然后在 from_avro 中使用该架构：

# 1. Decode the Avro data into a struct.
# 2. Filter by column "favorite_color".
# 3. Encode the column "name" in Avro format.

output = df\
  .select(from_avro("value", jsonFormatSchema).alias("user"))\
  .where('user.favorite_color == "red"')\
  .select(to_avro("user.name").alias("value"))

使用架构注册表的示例

如果群集具有架构注册表服务，则 from_avro 可以使用该服务，这样你就无需手动指定 Avro 架构。

以下示例演示如何读取 Kafka 主题“t”，假设键和值已在架构注册表中注册为类型为 STRING 和 INT 的主题“t-key”和“t-value”：

import org.apache.spark.sql.avro.functions._

val schemaRegistryAddr = "https://myhost:8081"
val df = spark
  .readStream
  .format("kafka")
  .option("kafka.bootstrap.servers", servers)
  .option("subscribe", "t")
  .load()
  .select(
    from_avro($"key", "t-key", schemaRegistryAddr).as("key"),
    from_avro($"value", "t-value", schemaRegistryAddr).as("value"))

对于 to_avro，默认输出 Avro 架构可能与架构注册表服务中目标使用者的架构不匹配，原因如下：

从 Spark SQL 类型到 Avro 架构的映射不是一对一。

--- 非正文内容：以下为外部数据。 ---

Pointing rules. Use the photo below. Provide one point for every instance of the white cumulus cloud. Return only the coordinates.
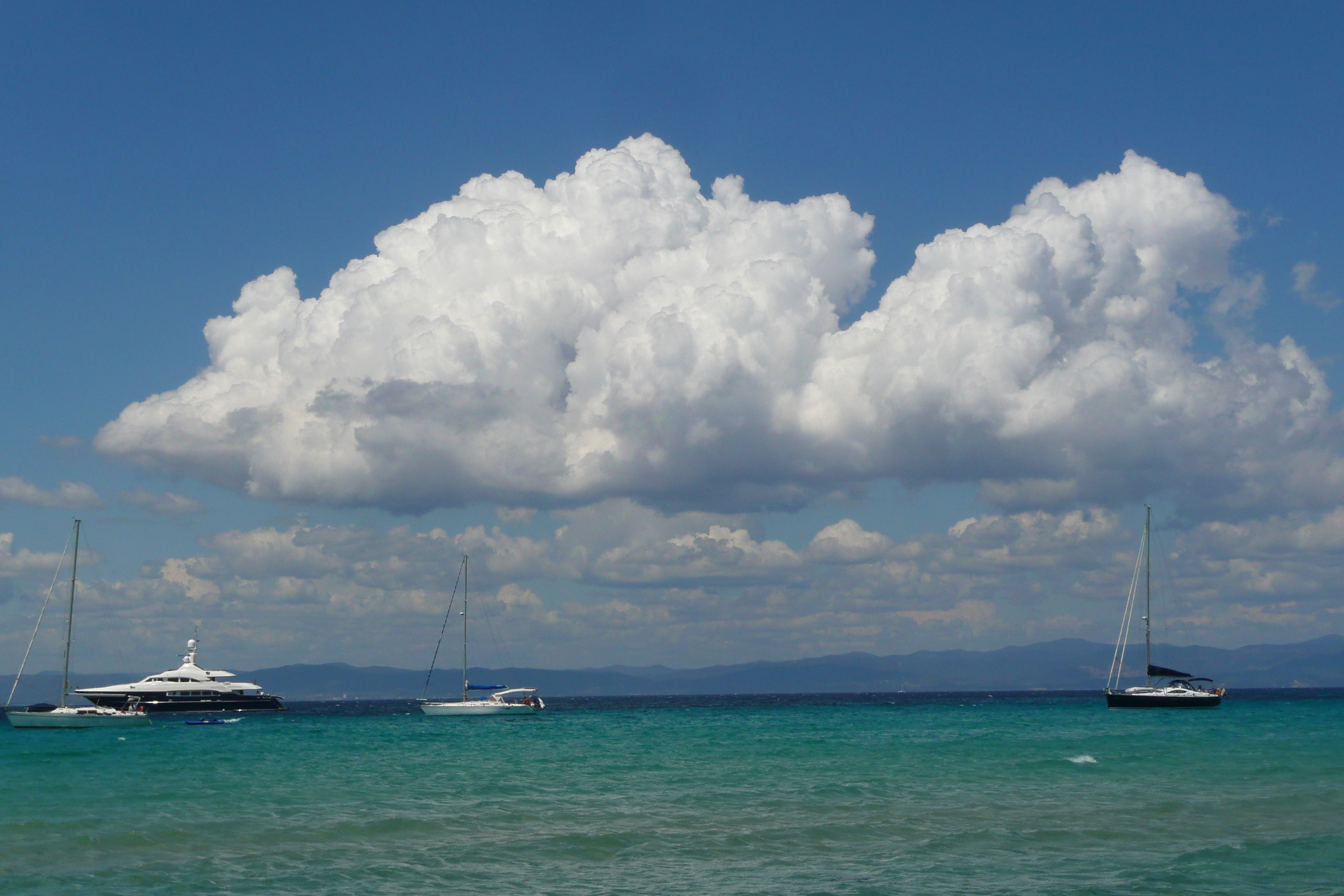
(613, 332)
(162, 501)
(68, 495)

请参阅 Spark SQL -> Avro 转换支持的类型。
如果转换后的输出 Avro 模式是记录类型，则记录名称为 topLevelRecord，默认情况下没有命名空间。

如果 to_avro 的默认输出架构与目标使用者的架构匹配，则可执行以下代码：

// The converted data is saved to Kafka as a Kafka topic "t".
dataDF
  .select(
    to_avro($"key", lit("t-key"), schemaRegistryAddr).as("key"),
    to_avro($"value", lit("t-value"), schemaRegistryAddr).as("value"))
.writeStream
.format("kafka")
.option("kafka.bootstrap.servers", servers)
.option("topic", "t")
.start()

否则，必须在 to_avro 函数中提供目标使用者的架构：

// The Avro schema of subject "t-value" in JSON string format.
val avroSchema = ...
// The converted data is saved to Kafka as a Kafka topic "t".
dataDF
  .select(
    to_avro($"key", lit("t-key"), schemaRegistryAddr).as("key"),
    to_avro($"value", lit("t-value"), schemaRegistryAddr, avroSchema).as("value"))
.writeStream
.format("kafka")
.option("kafka.bootstrap.servers", servers)
.option("topic", "t")
.start()

向外部 Confluent 架构注册表进行身份验证

在 Databricks Runtime 12.2 LTS 及更高版本中，可以向外部 Confluent 架构注册表进行身份验证。以下示例演示如何将注册表选项配置为包含身份验证凭据和 API 密钥。

Scala

import org.apache.spark.sql.avro.functions._
import scala.collection.JavaConverters._

val schemaRegistryAddr = "https://confluent-schema-registry-endpoint"
val schemaRegistryOptions = Map(
      "confluent.schema.registry.basic.auth.credentials.source" -> "USER_INFO",
      "confluent.schema.registry.basic.auth.user.info" -> "confluentApiKey:confluentApiSecret")

val df = spark
  .readStream
  .format("kafka")
  .option("kafka.bootstrap.servers", servers)
  .option("subscribe", "t")
  .load()
  .select(
    from_avro($"key", "t-key", schemaRegistryAddr, schemaRegistryOptions.asJava).as("key"),
    from_avro($"value", "t-value", schemaRegistryAddr, schemaRegistryOptions.asJava).as("value"))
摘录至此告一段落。